Her grandson, Jared Kushner, is now a top strategic adviser to Donald Trump. He is the one who will now have to give an answer to the refugees affected by a harsh and discriminatory policy unveiled on, of all days, International Holocaust Remembrance Day.
Until now, Kushner, has fascinated and intrigued Jews around the world, even those politically opposed and personally appalled by Donald Trump. Despite all evidence to the contrary during the campaign, there has been some hope that, as an observant Jew, Kushner could become something of a Jewish angel on Trump’s shoulder, keeping the angry Bannon-driven impulses in check.
Kushner, it was hoped, would remind Trump of the psalm read by Rabbi Marvin Hier of the Simon Wiesenthal Center at the president’s inauguration ceremony: “Dispense justice for the needy and the orphan, for they have no one but their fellow citizens, and because a nation’s wealth is measured by her values and not by her vaults!”
Mingled with this hope has also been an undeniable element of pride that Kushner is unabashedly maintaining his Jewish identity and observance, even at the highest reaches of power.
The American Jewish media has been positively gushing over favorite son Kushner in recent weeks, from reporting how his Harvard Chabad rabbi kvelled about what a “mensch” Kushner was as a student to the Forward’s breathless account of how he “rescued a teenage girl from a groping attack” during a March of the Living event.
Under any other circumstances, it might even seem downright charming that on the first Shabbat of the administration, cabinet members flocked to the First Daughter and First Son-in-Law’s home for a traditional Friday night dinner.
But after the Holocaust Day refugee bombshell announcement any solace that could be found in Kushner’s Jewishness is gone.
Rubbing salt in the wound was the news that the White House statement commemorating the day was devoid of any mention of the Jews as the deliberate targets of the Nazis, and that it was merely “innocent people” who were slaughtered.

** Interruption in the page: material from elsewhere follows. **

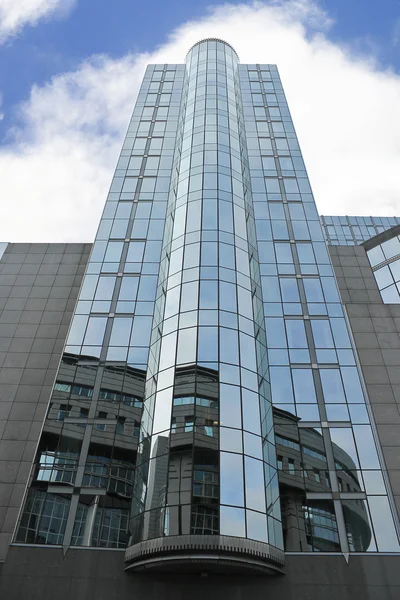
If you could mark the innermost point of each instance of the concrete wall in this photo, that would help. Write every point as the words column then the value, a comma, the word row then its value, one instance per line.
column 376, row 330
column 44, row 574
column 39, row 284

As Anti-Defamation League Director Jonathan Greenblatt noted, the White House position was in line with Eastern European nationalists who “downplay or disregard the degree to which Jews were targeted for elimination during the Holocaust.”
After the statement was criticized, the White House chose to defend its failure to mention Jews, rather than to recognize the slight.
Gone is the charm, gone is the hope, and along with it, gone is any sense of pride we might have felt when seeing the new president’s young and beautiful Jewish family make Purim treats or light the Hanukkah candles. All we can feel now is shame. And so should Jared Kushner.